Innis doesn't believe Gila Indians shun their college students. Indeed, the tribe will find them paid summer internships in their specific field just to keep them interested in their studies and close to home. But he says once they graduate, they are more scrutinized because they tend to hold high-profile positions of importance.
He says someone with a college education is unquestionably going to be a different person from the one who left the reservation. He has broadened his interests and worldview, changing him for the better. (Innis says many Indians hold a deep-rooted distrust of Anglos and tend to blame any problems they may have on prejudice. Experiencing life off the reservation is a key to learning there are good and bad people in all ethnic groups, he says.)

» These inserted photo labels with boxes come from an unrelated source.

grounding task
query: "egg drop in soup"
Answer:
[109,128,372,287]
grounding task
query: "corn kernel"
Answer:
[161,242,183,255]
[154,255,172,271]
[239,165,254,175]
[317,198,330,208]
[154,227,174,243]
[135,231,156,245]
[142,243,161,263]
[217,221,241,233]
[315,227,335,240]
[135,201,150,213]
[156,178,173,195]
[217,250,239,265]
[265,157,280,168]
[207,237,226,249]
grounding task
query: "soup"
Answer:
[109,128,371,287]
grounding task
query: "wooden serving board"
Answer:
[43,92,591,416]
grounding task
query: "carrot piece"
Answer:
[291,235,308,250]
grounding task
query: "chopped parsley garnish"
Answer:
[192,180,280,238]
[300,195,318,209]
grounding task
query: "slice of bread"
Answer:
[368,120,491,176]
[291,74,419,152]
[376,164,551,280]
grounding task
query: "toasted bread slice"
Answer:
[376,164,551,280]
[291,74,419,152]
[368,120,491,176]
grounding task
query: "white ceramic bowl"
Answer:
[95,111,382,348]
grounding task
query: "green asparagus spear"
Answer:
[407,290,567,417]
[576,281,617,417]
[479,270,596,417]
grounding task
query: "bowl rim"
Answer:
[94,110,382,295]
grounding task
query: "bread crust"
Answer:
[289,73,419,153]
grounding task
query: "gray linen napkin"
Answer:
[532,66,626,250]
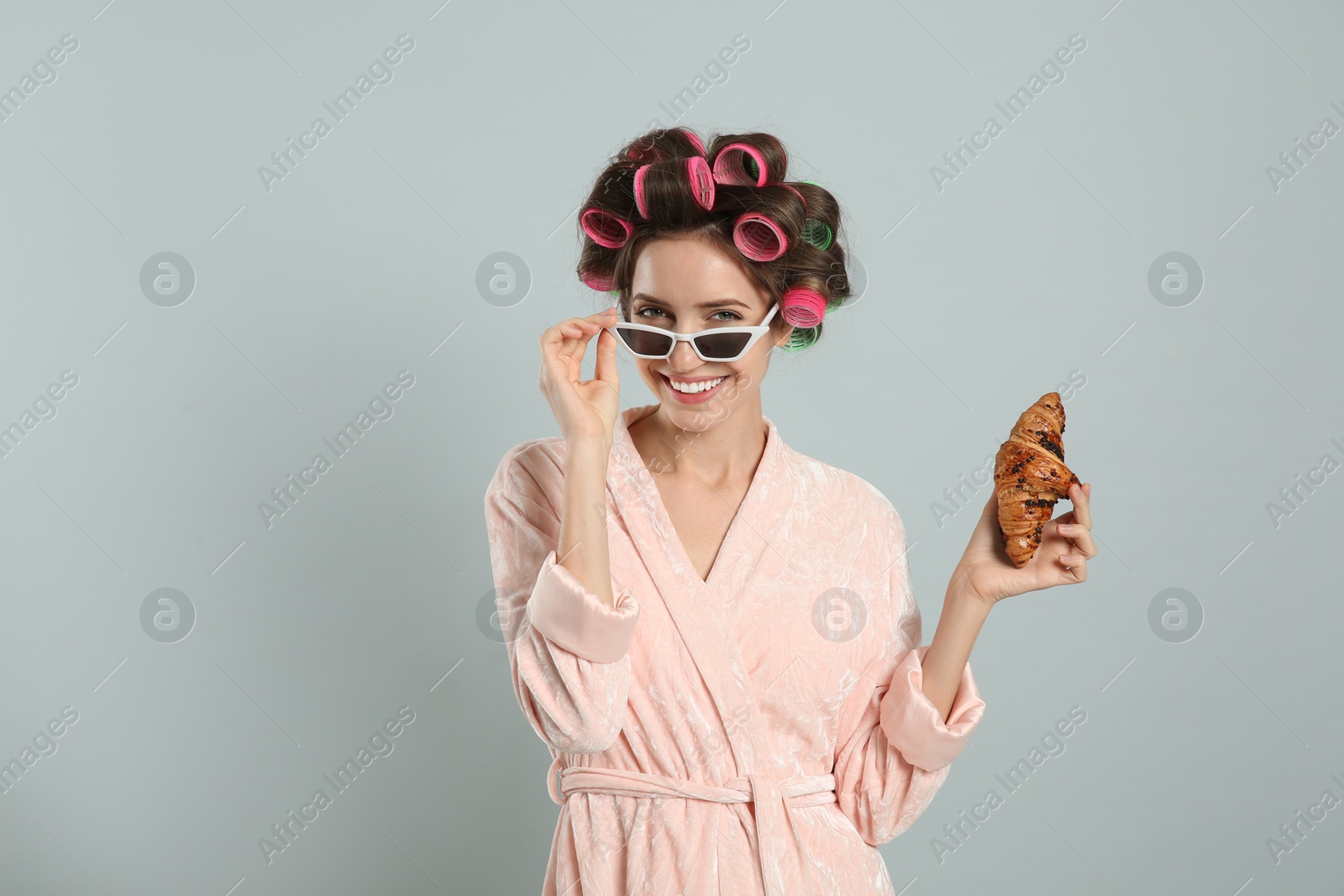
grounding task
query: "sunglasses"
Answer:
[612,304,780,361]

Henderson says university officials have done a good job of helping Indian students feel better about going to school. Now, he says, tribal leaders need to make them feel good about coming home.
"They need to feel welcome and comfortable and able to impart their knowledge," he says.
Again, generations of poverty and lack of higher educational opportunities created an atmosphere in which a college education is almost an alien concept, an achievement whose value frankly is hardly understood by the community.
April Morago, the Gila River student with wonderful hope of governing her tribe, has always been a capable student whose leadership potential was encouraged by teachers, tribal officials and even her father.
But in her own home, she battles a warped sense of the importance of a college degree.
In the kitchen of Morago's house on the reservation, her mother finishes hand-washing a stack of dishes left over from the previous night's dinner. Lavina Antone says she is proud of her daughter and predicts she will succeed at ASU.
"She's a determined person. When she puts her mind to something, she does it," she says.
But minutes later, Morago tells her of an earlier phone call was from a military recruiter, who got her name from a friend who is enlisting. Morago told the caller she was already busy going to college.
Her mother looks dejected.
"I want her to go into the service," Lavina Antone says of her daughter April. "Then she can see the world. I never did."